I take it that you've somewhere told us what you mean by a real intellectual. Can you point me there, please?
@D - No, this is it - this is me thinking aloud.
It's a kind of second sight.
My image and notion of Oxford would be the place where real intellectuals would reside and teach, at least in the past.
The main quality is enjoyment in particular of thinking outside the box, and being accurate in doing so. A flush of insight!
So it is a form of perception of reality. And of seeing beyond the reigning cultural views of what is accurate knowledge.

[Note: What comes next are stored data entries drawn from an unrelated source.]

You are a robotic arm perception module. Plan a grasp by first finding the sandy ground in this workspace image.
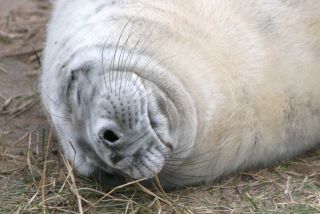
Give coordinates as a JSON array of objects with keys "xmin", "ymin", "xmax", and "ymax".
[{"xmin": 0, "ymin": 0, "xmax": 320, "ymax": 213}]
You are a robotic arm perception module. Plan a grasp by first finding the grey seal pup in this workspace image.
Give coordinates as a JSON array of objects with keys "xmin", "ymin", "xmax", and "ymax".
[{"xmin": 40, "ymin": 0, "xmax": 320, "ymax": 186}]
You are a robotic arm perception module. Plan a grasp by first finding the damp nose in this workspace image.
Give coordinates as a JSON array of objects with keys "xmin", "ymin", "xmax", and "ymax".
[{"xmin": 99, "ymin": 128, "xmax": 120, "ymax": 147}]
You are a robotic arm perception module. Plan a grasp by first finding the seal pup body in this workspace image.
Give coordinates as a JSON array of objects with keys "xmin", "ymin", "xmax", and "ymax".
[{"xmin": 41, "ymin": 0, "xmax": 320, "ymax": 185}]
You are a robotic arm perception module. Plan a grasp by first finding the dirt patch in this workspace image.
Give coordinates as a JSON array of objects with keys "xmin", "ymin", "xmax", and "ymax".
[{"xmin": 0, "ymin": 0, "xmax": 320, "ymax": 213}]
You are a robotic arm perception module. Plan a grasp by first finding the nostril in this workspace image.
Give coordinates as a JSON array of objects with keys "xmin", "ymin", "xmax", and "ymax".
[{"xmin": 102, "ymin": 129, "xmax": 119, "ymax": 143}]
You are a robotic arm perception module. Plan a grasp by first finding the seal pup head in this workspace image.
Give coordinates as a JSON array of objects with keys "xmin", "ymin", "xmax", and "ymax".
[{"xmin": 58, "ymin": 49, "xmax": 193, "ymax": 179}]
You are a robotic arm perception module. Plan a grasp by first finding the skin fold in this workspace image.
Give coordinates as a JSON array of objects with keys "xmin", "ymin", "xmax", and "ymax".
[{"xmin": 40, "ymin": 0, "xmax": 320, "ymax": 186}]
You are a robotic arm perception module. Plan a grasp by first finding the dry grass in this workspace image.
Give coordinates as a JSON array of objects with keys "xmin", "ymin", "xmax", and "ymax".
[
  {"xmin": 0, "ymin": 127, "xmax": 320, "ymax": 213},
  {"xmin": 0, "ymin": 0, "xmax": 320, "ymax": 214}
]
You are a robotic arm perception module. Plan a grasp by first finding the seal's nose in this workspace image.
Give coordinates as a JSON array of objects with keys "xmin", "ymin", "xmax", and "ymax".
[{"xmin": 99, "ymin": 129, "xmax": 120, "ymax": 146}]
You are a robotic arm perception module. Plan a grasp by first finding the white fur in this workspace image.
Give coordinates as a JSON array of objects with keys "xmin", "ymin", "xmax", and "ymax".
[{"xmin": 41, "ymin": 0, "xmax": 320, "ymax": 184}]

That insight, that aha! within the context of current knowledge yet illuminating a different view, is the elusive quality. It's very rare because it's a form of almost mystical insight.
I'm reminded of shamans in some ways, but a real intellectual would be involved not in going to the other world in vivid imagistic terms, but rather within and around the constructs of current knowledge and how that does(n't) fit with reality.
But for centuries Oxbridge must surely have been awash with the sons of CofE parsons, keen to follow their fathers' trade?
At Cambridge, at least, for a very long time only two honours degrees were taught: maths and divinity (or maybe it was called theology). The maths course was (i) old-fashioned in content, but (ii) ferociously high in standard. For much of the 18th century and the first half of the 19th, anyone who actually wanted an education would have been well advised to go to Edinburgh or Glasgow or the Continent rather than Cambridge, unless he wanted to do maths, or preach in the CofE. As the late 18th century debates inside Cambridge showed, some of the Fellows were very unhappy about the plight of the university. But as long as the bulk of the Fellows were young bachelors waiting for a CofE "living", not much was likely to improve without an alliance of reform-minded insiders and powerful outsiders prepared to use the power of The State to impose reform. I doubt if most of the Fellows passing through in those times were intellectuals, though many would have been able chaps.
@d - Agreed. But there were concentrations of real intellectuals at particular Oxbridge colleges in particular eras (and later in particular departments or labs). But there are never many to go round.